Prospects2pros is back with the top 100 prospects in baseball, from 85-81. So far the site has covered everyone from Gary Brown to Kyle Crick. Let’s begin this round of prospects.
85: Joc Pederson, Outfielder, Los Angeles Dodgers
School: Pao Alto High School (Pao Alto, California)
Draft: 11th round, 2010, 352nd overall
2012 Teams: Rancho Cucamonga Quakes (A California League)
Assets: Contact, Fielding
My Take: The son of former Dodgers outfielder Stu Pederson, Joc may find himself outstripping his father in many categories when he makes the major leagues. Joc is still young and has a ways to go, but a solid season at Rancho Cucamonga in which he hit for a .313 average could mean big things are on the way for him. Joc has proven himself also as an international star, playing for Team Israel in the 2013 World Baseball Classic qualifier. While he will certainly not develop into the next Matt Kemp, he has the tools to be a solid table setter in the Dodger lineup in the future, especially when most of those big contracts the Dodgers took on expire. Expect him to labor at least two more years in the minors before he can make it to the big leagues, though.
84: Luis Sardinas, Shortstop, Texas Rangers
2012 Teams: Hickory Crawdads (A South Atlantic League)
Assets: Speed, Defense
My Take: It’s a good thing that Sardinas is this young, because with Jurickson Profar and Elvis Andrus in his way, if he were more majors ready, he probably would not see the light of day. All kidding aside. Sardinas is certainly the next in a long line of skilled Rangers shortstops While he does not have the power that Alex Rodriguez, Michael Young, Andrus, and Profar have, he certainly makes up for it with quality legs, which netted him 32 stolen bases in Hickory. Sardinas is a solid hitter as well, but his future will most likely be in the leadoff spot. With all the rumors that Andrus will likely be traded, expect Sardinas to jump up the prospect list in the coming years.
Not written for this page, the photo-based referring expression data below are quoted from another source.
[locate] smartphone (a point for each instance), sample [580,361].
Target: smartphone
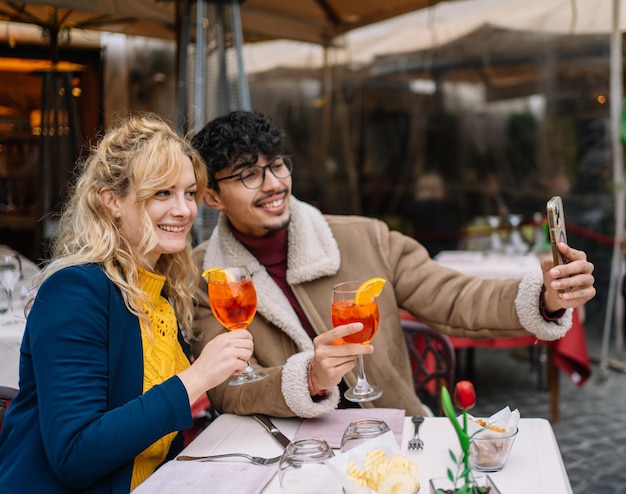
[556,224]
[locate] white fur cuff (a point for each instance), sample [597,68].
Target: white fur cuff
[295,388]
[527,306]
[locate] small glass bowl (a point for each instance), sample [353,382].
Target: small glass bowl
[489,453]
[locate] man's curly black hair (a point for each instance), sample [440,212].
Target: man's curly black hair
[225,140]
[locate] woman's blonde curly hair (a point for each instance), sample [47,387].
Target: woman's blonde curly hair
[141,153]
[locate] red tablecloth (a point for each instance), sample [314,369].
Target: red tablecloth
[570,352]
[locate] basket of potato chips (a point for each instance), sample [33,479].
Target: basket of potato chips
[376,466]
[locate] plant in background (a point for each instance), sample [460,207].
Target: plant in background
[464,399]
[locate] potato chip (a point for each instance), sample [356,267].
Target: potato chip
[397,475]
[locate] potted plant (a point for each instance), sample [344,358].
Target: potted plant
[461,481]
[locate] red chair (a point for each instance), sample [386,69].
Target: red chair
[433,361]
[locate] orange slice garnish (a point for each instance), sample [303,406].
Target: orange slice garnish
[369,290]
[222,276]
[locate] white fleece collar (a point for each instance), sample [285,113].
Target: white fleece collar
[312,253]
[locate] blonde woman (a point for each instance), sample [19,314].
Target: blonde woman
[105,380]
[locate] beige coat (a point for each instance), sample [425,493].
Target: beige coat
[326,250]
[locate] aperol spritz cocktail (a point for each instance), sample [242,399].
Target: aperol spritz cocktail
[233,304]
[232,298]
[347,311]
[356,302]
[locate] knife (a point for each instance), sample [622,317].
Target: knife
[272,429]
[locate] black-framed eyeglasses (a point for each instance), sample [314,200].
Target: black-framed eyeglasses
[253,176]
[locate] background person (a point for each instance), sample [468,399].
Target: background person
[105,379]
[296,255]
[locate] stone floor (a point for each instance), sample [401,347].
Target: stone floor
[591,430]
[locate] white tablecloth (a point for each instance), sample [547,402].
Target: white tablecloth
[489,264]
[534,465]
[12,324]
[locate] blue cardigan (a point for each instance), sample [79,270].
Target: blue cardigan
[80,417]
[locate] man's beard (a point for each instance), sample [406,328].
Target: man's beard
[275,228]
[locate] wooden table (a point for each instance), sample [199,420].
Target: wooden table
[534,465]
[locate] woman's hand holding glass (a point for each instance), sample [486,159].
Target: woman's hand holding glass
[224,356]
[233,302]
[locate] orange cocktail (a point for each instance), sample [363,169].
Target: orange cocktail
[233,303]
[232,298]
[347,311]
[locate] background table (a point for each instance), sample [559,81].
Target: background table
[534,465]
[568,354]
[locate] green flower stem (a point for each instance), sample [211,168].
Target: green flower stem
[448,409]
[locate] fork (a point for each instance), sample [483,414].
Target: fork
[415,442]
[257,460]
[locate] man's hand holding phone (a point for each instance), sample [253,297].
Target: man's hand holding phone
[568,275]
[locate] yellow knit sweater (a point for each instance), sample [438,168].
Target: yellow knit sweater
[163,357]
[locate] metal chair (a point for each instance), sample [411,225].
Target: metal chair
[432,359]
[6,395]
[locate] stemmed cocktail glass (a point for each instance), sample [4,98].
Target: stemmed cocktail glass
[10,273]
[347,308]
[233,301]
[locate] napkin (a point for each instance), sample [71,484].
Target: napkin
[505,419]
[217,477]
[332,426]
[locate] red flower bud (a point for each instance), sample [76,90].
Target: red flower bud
[464,395]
83: Michael Wacha, Pitcher, St. Louis Cardinals
School: Texas A&M University
Draft: First Round, 2012, 19th overall
2012 Teams: Texas A&M Aggies (NCAA Big 12 Conference), GCL Cardinals (Rookie Gulf Coast League), Palm Beach Cardinals (A Florida State League) Springfield Cardinals (AA Texas League)
Assets: Fastball, Fast Development, Large Build.
My Take: Wacha pretty much jumped out of the gate after his junior season of college. A Golden Spikes candidate, after being taken 19th overall, Wacha took three big steps, going from rookie ball to AA. Because he only had a half season of work, Wacha’s statistical output cannot be measured accurately. Wacha is expected to start the season in AA though, but could jump to the Majors by September and contribute there. His fastball is a mid 90’s gem and his build suggests he could be a dominant pitcher, possibly even a suitable replacement for the soon-to-be-retiring Chris Carpenter. Keep an eye on him, as he could develop into an all-star caliber arm.
82: Adeiny Hechavarria, Shortstop, Miami Marlins
Signed: 4/4/2010 (Toronto Blue Jays)
2012 Teams: Las Vegas 51’s (AAA Pacific Coast League), Toronto Blue Jays
Assets: Speed, Defense
My Take: The first of many prospects attained in Jeffery Loria’s purge of the 2012 Marlins, Hechavarria has been labeled as “better than” Hanley Ramirez, by Hanley himself nonetheless. Hechavarria had the benefit of playing in the dry Las Vegas air for most of the year, plus the Rogers Centre, and will now play once again in warm weather in another retractable roof ballpark. Hechavarria’s greatest strength is his defense, but his speed will give him a leg up on the leadoff position that was vacated by Jose Reyes. Look for him to last about six to seven years before the next Loria fire sale, barring any front office upheaval.
81: Andrew Heaney, Pitcher, Miami Marlins
School: Oklahoma State University
Draft: First Round, 2012, (9th overall)
2012 Teams: Oklahoma State Cowboys (NCAA Big 12 Conference), GCL Marlins (Rookie Gulf Coast League), Greensboro Grasshoppers (A South Atlantic League)
Assets: Fastball, Curveball, Control
My Take: The reigning Big 12 Conference Pitcher of the Year and first ever Miami Marlins Draft pick will not rise as quickly to the big leagues as fellow prospect and draftmate Michael Wacha, in part due to a delay in signing a contract, but in limited work, Heaney has shown that he could effectively become the next homegrown Marlins ace. Heaney has three developed pitches in his fastball, curve and changeup, and his control is remarkable. Expect him to start in the Florida State League with a possible jump to New Orleans barring any setbacks.